Tapi tunggu dulu, drama ini tidak berhenti di sini. Si kaya, dengan segala kecerdasannya, tahu bahwa si miskin bisa menjadi ladang keuntungan. Maka, mereka menciptakan cara-cara baru untuk memeras yang sudah tidak punya. Pinjaman online, misalnya. Apa yang terlihat seperti uluran tangan sebenarnya adalah jerat tali di leher si miskin. “Kami membantu mereka yang membutuhkan,” kata si kaya, sambil menambah bunga pinjaman hingga langit ketujuh. Dan ketika si miskin tidak sanggup membayar, rumah mereka disita, martabat mereka dihancurkan.
Tidak cukup sampai di situ, si kaya juga menciptakan perangkap lainnya: judi.

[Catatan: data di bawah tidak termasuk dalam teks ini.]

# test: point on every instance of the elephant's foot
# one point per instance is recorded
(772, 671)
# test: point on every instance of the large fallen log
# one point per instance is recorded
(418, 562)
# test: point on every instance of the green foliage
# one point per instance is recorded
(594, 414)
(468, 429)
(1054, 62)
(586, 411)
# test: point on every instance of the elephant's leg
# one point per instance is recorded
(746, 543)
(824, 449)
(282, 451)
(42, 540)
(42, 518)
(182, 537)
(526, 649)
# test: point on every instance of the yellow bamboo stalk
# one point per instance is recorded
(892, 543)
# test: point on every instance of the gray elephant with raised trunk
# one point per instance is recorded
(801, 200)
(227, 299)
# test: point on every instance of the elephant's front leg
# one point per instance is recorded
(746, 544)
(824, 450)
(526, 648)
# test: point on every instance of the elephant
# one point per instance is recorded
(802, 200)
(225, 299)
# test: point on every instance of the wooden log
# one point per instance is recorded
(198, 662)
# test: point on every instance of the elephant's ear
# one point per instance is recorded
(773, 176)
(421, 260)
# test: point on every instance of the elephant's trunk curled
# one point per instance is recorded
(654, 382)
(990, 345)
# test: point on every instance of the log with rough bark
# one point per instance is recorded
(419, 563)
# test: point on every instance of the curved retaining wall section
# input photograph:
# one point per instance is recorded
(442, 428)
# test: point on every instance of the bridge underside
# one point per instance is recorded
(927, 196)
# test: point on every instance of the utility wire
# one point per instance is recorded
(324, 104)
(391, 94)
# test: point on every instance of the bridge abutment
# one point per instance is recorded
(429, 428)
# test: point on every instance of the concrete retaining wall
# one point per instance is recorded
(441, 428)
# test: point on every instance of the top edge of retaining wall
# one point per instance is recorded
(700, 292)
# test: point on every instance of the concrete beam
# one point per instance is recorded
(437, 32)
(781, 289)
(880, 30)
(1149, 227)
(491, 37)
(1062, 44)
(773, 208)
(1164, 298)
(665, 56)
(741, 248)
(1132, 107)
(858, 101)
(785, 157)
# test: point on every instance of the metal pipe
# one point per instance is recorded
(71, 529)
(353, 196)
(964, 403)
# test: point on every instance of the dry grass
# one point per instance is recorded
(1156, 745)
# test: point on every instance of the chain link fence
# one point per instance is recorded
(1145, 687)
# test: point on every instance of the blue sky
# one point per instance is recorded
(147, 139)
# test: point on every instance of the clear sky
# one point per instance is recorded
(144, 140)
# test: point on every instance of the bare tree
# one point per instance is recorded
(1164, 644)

Kasino virtual, lotre, atau permainan daring yang menjanjikan “kemenangan besar.” Si miskin, yang hidup dalam keputusasaan, berpikir ini adalah satu-satunya jalan untuk keluar dari kemiskinan. Mereka menggadaikan apa yang tersisa—gaji, perhiasan, bahkan masa depan anak-anak mereka—hanya untuk mengejar mimpi yang dijual oleh si kaya. Tetapi seperti biasa, mimpi itu hanya milik si kaya. Si miskin selalu kalah, dan ketika mereka kalah, mereka kembali mencuri, merampok, atau meminjam lagi untuk mencoba keberuntungan yang sama.
Ironis, bukan? Si kaya terus mengutuk si miskin. Mereka berkata, “Lihatlah mereka, kaum malas yang tidak tahu bagaimana mengelola uang. Mereka bodoh dan tidak punya etika.” Sementara itu, si miskin mengutuk si kaya, “Mereka rakus, tidak tahu kapan harus berhenti, dan hidup dengan memeras orang kecil seperti kami.” Dua golongan ini, yang terlihat seperti kutub berlawanan, sebenarnya adalah dua sisi dari koin yang sama.
Dan inilah lingkaran setan itu. Si miskin mencuri untuk bertahan hidup, lalu dipenjarakan oleh hukum yang diciptakan oleh si kaya. Si kaya memperluas kekayaannya dengan merampas sumber daya, lalu menggunakan hasilnya untuk menciptakan perangkap baru bagi si miskin. Tidak ada yang keluar dari siklus ini. Dunia berputar, tetapi nasib mereka tetap sama.
Apakah ada akhir dari semua ini? Si miskin mungkin bermimpi suatu hari bisa menjadi si kaya, dan si kaya bermimpi bisa terus menumpuk kekayaan tanpa akhir. Namun, keduanya lupa bahwa mimpi itu tidak pernah menjadi kenyataan. Si kaya dan si miskin sama-sama terperangkap, bukan oleh nasib, tetapi oleh keserakahan dan keputusasaan yang menjadi bahan bakar dunia mereka.
Dan ketika semua ini berakhir—jika memang ada akhirnya—apa yang akan tersisa? Tidak ada. Si miskin mati karena kelelahan, dan si kaya mati karena kesepian. Lingkaran setan ini akan terus berjalan, menciptakan generasi baru yang mengulang kisah lama. Seperti sebuah drama yang naskahnya sudah ditulis ribuan tahun lalu, dunia tetap penuh ironi, menyisakan kita hanya untuk tertawa pahit.